The phenomenon of “Light chain coherence (LCC)” was recently described by Jaffe and colleagues55. Briefly, it quantifies the probability of unrelated B cells with similar heavy chains also having similar light chains under certain criteria (see Methods). Here, we investigated whether we could observe LCC in our scBCR-seq datasets. In Dataset 1, the median LCC within an individual was similar when technical replicates were cumulatively merged (range: 88.31–93.06%, number of cells evaluated for LCC: 118–4299, number of cells in repertoires: 782–39,154) (Supplementary Fig. 7a). For Dataset 2, LCC within individuals was also high (range: 95.78–100%, number of cells evaluated for LCC: 64–2121, number of cells in repertoires: 3416–11,156), except for a single donor where there were no cell pairs meeting the criteria for evaluation (Supplementary Fig. 7b). In Dataset 3, regarding B-cell subsets, four out of six unsorted B cell samples did not have any cell pairs with the same VH gene, same CDRH3 sequence, and different clonotypes for LCC calculation, as opposed to memory B cells, where all six samples had LCC ranging from 80.3 to 100% (number of cells evaluated for LCC: 14–577, number of cells in repertoires: 189–3526) (Supplementary Fig. 7c). Across donors, however, LCC was found in only 2 out of 45 pairwise donor combinations in Dataset 2 and only 1 out of 30 pairwise donor and subsets combinations in Dataset 3 (Supplementary Fig. 7d, e). Our findings are in agreement with Jaffe and colleagues, where LCC was higher in memory B cells than in naive cells, but LCC cells in absolute numbers are low compared to the size of the repertoires55.
To summarize, the higher sampling depth provided by bulkBCR-seq allowed for better coverage of BCR sequence diversity, particularly in B-cell subsets that are highly diverse per se, such as naive B cells.
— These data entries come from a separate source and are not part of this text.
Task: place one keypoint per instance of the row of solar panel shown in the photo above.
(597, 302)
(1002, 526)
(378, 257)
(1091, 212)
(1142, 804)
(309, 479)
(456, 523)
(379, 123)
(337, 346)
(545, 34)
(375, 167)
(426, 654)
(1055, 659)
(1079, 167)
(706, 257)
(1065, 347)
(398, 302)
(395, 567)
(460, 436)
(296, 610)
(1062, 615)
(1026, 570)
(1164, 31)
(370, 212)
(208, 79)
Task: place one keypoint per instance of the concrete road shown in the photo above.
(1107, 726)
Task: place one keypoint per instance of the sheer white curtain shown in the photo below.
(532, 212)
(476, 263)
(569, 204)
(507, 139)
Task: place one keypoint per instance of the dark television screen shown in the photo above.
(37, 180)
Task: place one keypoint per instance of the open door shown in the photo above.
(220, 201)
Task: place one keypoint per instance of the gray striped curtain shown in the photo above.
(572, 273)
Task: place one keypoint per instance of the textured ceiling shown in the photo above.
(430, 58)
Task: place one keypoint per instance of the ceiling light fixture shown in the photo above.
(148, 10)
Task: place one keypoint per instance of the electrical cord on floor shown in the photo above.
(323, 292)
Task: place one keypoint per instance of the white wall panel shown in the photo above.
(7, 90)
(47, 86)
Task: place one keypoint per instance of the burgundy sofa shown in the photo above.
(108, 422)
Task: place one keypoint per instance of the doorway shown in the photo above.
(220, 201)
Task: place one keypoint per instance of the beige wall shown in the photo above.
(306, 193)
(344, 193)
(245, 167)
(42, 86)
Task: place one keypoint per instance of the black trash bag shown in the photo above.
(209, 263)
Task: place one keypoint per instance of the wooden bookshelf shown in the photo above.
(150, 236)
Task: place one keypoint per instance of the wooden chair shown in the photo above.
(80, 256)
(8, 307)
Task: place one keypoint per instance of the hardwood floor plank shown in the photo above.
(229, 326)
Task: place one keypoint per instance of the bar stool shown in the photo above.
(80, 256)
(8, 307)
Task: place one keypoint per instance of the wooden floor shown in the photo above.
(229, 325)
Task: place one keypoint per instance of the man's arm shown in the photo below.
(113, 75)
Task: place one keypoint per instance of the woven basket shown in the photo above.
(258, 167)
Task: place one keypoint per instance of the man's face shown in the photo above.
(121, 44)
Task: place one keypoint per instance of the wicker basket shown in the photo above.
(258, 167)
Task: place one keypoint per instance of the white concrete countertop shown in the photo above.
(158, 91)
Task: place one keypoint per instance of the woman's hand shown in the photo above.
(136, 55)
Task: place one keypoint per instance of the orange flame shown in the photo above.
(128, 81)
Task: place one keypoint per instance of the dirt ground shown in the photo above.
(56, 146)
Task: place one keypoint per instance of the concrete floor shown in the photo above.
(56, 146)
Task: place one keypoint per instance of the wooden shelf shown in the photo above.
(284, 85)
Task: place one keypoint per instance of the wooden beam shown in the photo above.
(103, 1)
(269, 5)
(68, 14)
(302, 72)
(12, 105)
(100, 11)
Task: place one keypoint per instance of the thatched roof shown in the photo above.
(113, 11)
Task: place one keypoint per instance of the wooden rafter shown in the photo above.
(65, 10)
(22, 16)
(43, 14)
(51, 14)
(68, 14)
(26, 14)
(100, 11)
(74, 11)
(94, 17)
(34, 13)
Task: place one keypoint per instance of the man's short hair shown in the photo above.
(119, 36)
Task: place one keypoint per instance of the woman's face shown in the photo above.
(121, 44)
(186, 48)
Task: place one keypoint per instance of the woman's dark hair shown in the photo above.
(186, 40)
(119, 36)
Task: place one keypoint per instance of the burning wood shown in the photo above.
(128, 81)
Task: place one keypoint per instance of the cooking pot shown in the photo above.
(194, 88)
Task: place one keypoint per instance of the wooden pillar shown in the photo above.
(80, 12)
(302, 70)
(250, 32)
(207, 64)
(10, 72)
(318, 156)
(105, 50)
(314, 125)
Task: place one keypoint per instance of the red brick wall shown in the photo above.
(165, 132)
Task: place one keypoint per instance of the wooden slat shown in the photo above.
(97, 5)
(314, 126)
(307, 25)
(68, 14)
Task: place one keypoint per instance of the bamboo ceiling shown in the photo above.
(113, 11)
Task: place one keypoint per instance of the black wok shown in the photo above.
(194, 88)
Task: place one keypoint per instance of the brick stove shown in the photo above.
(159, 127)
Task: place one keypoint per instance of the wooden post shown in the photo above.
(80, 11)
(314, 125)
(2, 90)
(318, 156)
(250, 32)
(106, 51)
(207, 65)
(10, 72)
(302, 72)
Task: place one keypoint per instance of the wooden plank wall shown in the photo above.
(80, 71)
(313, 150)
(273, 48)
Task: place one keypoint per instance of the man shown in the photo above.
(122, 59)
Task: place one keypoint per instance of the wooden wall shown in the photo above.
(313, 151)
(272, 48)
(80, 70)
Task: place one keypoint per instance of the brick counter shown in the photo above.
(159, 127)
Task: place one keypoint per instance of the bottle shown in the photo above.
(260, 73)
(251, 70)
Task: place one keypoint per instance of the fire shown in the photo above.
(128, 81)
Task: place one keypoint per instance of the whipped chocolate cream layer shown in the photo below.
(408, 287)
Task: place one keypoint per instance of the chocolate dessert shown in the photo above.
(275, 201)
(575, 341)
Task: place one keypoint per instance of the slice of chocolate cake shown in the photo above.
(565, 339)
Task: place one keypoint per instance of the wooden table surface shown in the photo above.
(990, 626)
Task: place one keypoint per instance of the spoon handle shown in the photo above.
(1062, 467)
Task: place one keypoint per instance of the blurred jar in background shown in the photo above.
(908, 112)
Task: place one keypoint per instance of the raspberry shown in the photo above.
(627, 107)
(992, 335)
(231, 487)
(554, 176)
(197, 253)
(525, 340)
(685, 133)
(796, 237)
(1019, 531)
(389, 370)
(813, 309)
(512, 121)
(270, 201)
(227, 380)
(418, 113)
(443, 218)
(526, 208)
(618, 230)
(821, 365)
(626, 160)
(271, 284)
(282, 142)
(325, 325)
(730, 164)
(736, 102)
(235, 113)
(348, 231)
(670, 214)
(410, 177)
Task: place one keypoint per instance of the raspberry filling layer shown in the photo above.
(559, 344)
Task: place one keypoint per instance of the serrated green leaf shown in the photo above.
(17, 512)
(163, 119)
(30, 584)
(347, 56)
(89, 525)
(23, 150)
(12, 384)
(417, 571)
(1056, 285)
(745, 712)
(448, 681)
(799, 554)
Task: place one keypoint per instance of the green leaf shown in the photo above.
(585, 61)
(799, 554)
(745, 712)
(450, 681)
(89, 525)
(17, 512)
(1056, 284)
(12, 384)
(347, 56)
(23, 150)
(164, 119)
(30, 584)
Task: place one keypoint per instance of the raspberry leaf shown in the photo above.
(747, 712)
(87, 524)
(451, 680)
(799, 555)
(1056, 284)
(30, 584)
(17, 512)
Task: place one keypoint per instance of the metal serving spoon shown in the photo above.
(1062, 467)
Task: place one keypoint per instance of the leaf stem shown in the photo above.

For scBCR-seq, merging technical replicates can help compensate for the low coverage of the BCR repertoire and low clonal sequence overlap with bulkBCR-seq.
BCR-seq augmentation allows mapping of Ab-seq peptides to the CDR3
With the sequencing data generated in Dataset 1, we investigated if Ab-seq can be utilized to identify specific clonotypes from serum antibodies and potentially recover the full V(D)J sequences from short peptides (Fig. 1a). A clonotype is identified when an Ab-seq peptide uniquely maps to that clonotype BCR-seq reference sequence and overlaps at least 3 aa contiguously to its CDRH3 sequence. The bulkBCR-seq and scBCR-seq data were used to create reference databases for Ab-seq peptide alignment with 310495 heavy chain and 113272 light chain bulkBCR-seq V(D)J sequences, in addition to 47756 heavy chain and 31309 light chain scBCR-seq V(D)J sequences. We isolated serum antibodies of different isotypes: IgA, IgG, IgK (all κ chain antibodies), and IgM (Fig. 5a) and sequenced the antibodies using Ab-seq (see Methods). In total, 18311 peptides were recovered from serum antibodies after contaminants removal. Of those peptides, 10463 (57.1%) were aligned to the variable region of reference BCR sequences, and 887 (4.8%) peptides were overlapping at least three amino acids with the CDR3 of a reference BCR sequence (CDR3-overlapping) (Fig. 5b). Out of the CDR3-overlapping peptides, the distribution of peptide length mostly followed the distribution of CDR3 overlap length, with the majority of peptides ranged 7–20 aa and overlapped 3–12 residues with the reference’s CDR3. Only a few peptides were longer than 20 aa and overlapping less than 6 aa with the reference’s CDR3 (Fig. 5c).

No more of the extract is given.